L’administration du président américain Donald Trump, le lundi 12 août, a annoncé des changements dans la manière dont elle appliquerait la loi sur les espèces menacées d’extinction, décision qui, selon elle, renforcerait la transparence du processus.

Toutefois, des groupes environnementaux ont critiqué le déménagement, affirmant qu'il serait plus difficile de protéger les espèces et de nuire à la protection de la faune. Les responsables gouvernementaux auront alors la possibilité de prendre en compte les facteurs économiques pour déterminer si des mesures doivent être prises pour intervenir dans le plan de gestion .

"Les révisions finalisées avec cette réglementation s'inscrivent parfaitement dans le mandat du président d'alléger le fardeau réglementaire imposé au public américain, sans sacrifier les objectifs de protection et de rétablissement de notre espèce", a déclaré le secrétaire américain au Commerce, Wilbur Ross. «Ces changements ont fait l’objet d’un processus public solide et transparent, au cours duquel nous avons reçu une importante contribution du public qui nous a aidés à finaliser ces règles.»

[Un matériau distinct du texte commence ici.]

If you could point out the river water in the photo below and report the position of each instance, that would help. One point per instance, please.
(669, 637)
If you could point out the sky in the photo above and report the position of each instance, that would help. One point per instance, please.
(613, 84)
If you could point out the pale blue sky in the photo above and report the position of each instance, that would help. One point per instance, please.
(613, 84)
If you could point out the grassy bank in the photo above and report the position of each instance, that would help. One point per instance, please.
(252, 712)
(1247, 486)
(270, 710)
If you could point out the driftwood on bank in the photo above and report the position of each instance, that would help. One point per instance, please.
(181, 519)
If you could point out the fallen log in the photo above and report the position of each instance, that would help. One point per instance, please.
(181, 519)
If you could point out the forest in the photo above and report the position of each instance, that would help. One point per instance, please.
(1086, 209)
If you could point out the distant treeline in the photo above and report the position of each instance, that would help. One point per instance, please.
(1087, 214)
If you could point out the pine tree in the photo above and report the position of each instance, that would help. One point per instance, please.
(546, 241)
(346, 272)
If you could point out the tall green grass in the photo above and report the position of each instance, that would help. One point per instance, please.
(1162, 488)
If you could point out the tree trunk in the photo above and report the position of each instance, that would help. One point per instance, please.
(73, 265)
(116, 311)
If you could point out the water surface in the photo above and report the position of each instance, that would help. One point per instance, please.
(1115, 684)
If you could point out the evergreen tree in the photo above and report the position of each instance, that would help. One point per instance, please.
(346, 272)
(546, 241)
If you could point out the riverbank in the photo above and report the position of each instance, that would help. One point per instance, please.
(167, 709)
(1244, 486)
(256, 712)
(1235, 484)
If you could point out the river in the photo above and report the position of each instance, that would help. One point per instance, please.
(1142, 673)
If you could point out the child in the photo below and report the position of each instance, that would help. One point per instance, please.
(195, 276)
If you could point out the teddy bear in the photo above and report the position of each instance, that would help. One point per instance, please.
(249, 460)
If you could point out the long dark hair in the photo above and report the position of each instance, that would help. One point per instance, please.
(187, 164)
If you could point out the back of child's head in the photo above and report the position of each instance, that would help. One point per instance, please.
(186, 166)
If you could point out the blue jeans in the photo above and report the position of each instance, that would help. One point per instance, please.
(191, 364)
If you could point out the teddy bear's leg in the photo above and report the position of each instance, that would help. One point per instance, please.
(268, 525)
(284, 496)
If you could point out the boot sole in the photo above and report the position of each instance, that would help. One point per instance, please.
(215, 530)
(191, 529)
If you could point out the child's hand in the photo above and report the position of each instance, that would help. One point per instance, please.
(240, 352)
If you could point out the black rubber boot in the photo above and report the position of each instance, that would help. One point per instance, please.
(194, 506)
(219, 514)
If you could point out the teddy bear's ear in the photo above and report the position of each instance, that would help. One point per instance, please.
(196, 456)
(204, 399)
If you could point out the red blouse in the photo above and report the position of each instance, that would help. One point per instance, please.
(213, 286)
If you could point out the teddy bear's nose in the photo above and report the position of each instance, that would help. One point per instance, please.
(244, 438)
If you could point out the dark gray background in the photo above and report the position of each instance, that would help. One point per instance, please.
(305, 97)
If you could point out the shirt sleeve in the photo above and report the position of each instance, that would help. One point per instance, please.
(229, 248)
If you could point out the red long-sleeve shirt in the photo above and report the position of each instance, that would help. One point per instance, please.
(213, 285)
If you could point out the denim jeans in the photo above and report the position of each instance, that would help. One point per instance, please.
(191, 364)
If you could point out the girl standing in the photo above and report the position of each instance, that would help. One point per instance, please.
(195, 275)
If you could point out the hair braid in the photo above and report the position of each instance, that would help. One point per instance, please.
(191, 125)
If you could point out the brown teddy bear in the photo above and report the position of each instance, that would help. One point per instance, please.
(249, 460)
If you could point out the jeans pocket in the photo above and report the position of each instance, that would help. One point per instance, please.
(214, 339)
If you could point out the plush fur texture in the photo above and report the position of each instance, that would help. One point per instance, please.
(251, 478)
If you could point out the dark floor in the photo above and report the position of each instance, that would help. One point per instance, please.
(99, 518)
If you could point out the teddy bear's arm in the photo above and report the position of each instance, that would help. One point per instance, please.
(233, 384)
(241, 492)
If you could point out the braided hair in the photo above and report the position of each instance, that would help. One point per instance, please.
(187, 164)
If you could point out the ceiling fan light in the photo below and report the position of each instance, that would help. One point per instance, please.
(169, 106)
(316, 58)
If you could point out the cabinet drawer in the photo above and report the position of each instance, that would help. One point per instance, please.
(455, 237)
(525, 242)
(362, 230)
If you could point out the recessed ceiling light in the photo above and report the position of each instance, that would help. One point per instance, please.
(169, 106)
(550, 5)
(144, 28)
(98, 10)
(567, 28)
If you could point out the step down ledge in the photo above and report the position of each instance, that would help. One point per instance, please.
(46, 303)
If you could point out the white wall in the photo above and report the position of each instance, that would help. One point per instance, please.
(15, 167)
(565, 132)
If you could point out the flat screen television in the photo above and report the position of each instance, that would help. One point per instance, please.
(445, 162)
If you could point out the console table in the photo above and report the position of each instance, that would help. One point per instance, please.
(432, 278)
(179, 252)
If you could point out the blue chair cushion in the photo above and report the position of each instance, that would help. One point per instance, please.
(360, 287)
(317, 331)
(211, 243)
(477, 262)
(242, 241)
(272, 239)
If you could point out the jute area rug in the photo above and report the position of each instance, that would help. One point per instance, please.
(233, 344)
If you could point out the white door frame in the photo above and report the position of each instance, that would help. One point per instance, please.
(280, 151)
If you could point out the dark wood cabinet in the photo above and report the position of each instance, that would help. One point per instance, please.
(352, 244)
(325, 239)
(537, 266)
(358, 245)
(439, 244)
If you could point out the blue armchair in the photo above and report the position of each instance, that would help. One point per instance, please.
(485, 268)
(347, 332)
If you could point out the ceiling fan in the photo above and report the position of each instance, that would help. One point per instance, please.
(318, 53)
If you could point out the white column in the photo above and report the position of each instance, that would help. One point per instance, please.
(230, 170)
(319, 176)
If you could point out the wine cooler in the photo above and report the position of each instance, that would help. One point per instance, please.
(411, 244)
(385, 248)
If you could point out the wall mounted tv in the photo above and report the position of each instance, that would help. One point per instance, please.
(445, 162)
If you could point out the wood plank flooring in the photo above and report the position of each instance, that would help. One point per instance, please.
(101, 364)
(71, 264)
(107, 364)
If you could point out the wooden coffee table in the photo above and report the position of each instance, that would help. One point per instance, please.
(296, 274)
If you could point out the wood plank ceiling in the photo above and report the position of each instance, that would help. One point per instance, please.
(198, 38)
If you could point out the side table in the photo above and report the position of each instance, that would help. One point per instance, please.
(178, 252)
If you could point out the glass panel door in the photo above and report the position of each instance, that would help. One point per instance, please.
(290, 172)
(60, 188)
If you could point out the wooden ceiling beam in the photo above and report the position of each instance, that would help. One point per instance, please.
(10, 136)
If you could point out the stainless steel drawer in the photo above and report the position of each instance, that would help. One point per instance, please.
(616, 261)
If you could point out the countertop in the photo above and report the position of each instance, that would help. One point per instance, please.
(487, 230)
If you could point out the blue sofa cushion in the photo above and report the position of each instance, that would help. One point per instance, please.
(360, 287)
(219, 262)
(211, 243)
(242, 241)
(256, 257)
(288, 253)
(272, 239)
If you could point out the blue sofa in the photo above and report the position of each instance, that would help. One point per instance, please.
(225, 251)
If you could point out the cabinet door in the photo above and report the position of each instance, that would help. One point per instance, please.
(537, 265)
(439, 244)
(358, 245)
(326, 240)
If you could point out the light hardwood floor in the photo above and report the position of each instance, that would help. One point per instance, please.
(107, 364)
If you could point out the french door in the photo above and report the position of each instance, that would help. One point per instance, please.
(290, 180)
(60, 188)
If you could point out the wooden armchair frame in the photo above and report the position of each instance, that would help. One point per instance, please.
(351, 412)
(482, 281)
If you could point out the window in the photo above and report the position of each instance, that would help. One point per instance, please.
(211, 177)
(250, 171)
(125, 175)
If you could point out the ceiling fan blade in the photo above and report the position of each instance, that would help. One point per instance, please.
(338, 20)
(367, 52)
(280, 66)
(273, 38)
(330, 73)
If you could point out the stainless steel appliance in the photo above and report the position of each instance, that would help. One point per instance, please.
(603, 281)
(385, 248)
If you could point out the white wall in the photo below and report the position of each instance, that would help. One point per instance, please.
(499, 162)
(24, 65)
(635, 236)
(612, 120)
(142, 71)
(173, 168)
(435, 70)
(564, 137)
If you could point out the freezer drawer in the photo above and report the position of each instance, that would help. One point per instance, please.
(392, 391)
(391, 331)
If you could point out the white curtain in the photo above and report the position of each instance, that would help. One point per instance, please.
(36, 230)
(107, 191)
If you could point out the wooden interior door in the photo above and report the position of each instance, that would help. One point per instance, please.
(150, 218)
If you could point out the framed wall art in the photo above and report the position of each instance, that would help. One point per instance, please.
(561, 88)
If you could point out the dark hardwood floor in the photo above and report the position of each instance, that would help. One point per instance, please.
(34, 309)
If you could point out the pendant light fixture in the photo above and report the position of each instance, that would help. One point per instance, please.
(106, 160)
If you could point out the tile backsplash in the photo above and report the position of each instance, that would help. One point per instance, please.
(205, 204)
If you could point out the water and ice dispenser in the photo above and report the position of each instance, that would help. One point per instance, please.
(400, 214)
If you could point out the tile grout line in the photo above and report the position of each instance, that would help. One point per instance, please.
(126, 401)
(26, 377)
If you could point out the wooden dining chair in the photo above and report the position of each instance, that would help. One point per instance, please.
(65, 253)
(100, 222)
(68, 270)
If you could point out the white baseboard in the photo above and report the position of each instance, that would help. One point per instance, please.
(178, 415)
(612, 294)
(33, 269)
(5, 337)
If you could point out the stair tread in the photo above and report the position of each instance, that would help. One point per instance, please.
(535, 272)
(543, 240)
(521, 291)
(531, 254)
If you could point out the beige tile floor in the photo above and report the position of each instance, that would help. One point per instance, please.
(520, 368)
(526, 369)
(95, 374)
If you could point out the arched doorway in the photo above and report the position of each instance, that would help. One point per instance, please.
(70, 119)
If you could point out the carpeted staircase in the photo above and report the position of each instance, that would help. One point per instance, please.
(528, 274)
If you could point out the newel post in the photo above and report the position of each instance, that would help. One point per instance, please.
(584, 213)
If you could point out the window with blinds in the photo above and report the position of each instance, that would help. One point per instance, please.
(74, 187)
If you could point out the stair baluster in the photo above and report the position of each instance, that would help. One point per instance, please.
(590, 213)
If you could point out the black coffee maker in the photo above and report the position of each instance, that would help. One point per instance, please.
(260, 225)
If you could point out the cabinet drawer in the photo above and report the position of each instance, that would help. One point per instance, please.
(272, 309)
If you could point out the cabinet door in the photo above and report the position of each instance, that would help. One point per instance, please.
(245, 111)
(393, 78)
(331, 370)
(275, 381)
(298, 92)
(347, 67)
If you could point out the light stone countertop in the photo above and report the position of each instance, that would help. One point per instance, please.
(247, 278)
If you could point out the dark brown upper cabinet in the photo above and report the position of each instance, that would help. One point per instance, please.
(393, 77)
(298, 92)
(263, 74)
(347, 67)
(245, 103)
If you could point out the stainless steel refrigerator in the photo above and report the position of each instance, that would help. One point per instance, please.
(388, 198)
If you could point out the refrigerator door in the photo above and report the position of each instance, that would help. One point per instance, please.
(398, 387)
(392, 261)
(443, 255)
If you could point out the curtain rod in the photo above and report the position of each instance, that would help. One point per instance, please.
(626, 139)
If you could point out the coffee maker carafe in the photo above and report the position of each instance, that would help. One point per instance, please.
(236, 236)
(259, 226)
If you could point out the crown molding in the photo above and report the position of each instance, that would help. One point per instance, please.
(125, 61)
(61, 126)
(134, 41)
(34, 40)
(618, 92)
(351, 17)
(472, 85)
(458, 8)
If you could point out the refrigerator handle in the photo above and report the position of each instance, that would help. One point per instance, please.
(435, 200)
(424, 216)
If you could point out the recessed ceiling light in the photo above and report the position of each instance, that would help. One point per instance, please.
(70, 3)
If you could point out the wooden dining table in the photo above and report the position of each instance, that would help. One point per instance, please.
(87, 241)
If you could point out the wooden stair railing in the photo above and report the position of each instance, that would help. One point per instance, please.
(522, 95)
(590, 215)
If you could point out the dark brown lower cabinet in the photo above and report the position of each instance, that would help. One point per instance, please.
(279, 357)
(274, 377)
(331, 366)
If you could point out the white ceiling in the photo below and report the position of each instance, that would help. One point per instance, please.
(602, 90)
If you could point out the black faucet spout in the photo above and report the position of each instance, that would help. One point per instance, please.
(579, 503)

Cependant, un consortium de groupe a déclaré dans un communiqué que l'administration avait choisi d'ignorer plus de 800 000 commentaires publics qui s'opposaient aux changements.

La loi sur les espèces menacées d'extinction, qui a été promulguée par le président Richard Nixon en 1973, divise la responsabilité de la surveillance des espèces marines menacées d'extinction entre le US Fish and Wildlife Services et le NOAA Fisheries. Alors que NOAA Fisheries gère les espèces qui vivent dans la zone économique exclusive du pays, FWS gère les poissons d’eau douce et les espèces terrestres. Dans certains cas, les agences partagent les tâches de gestion.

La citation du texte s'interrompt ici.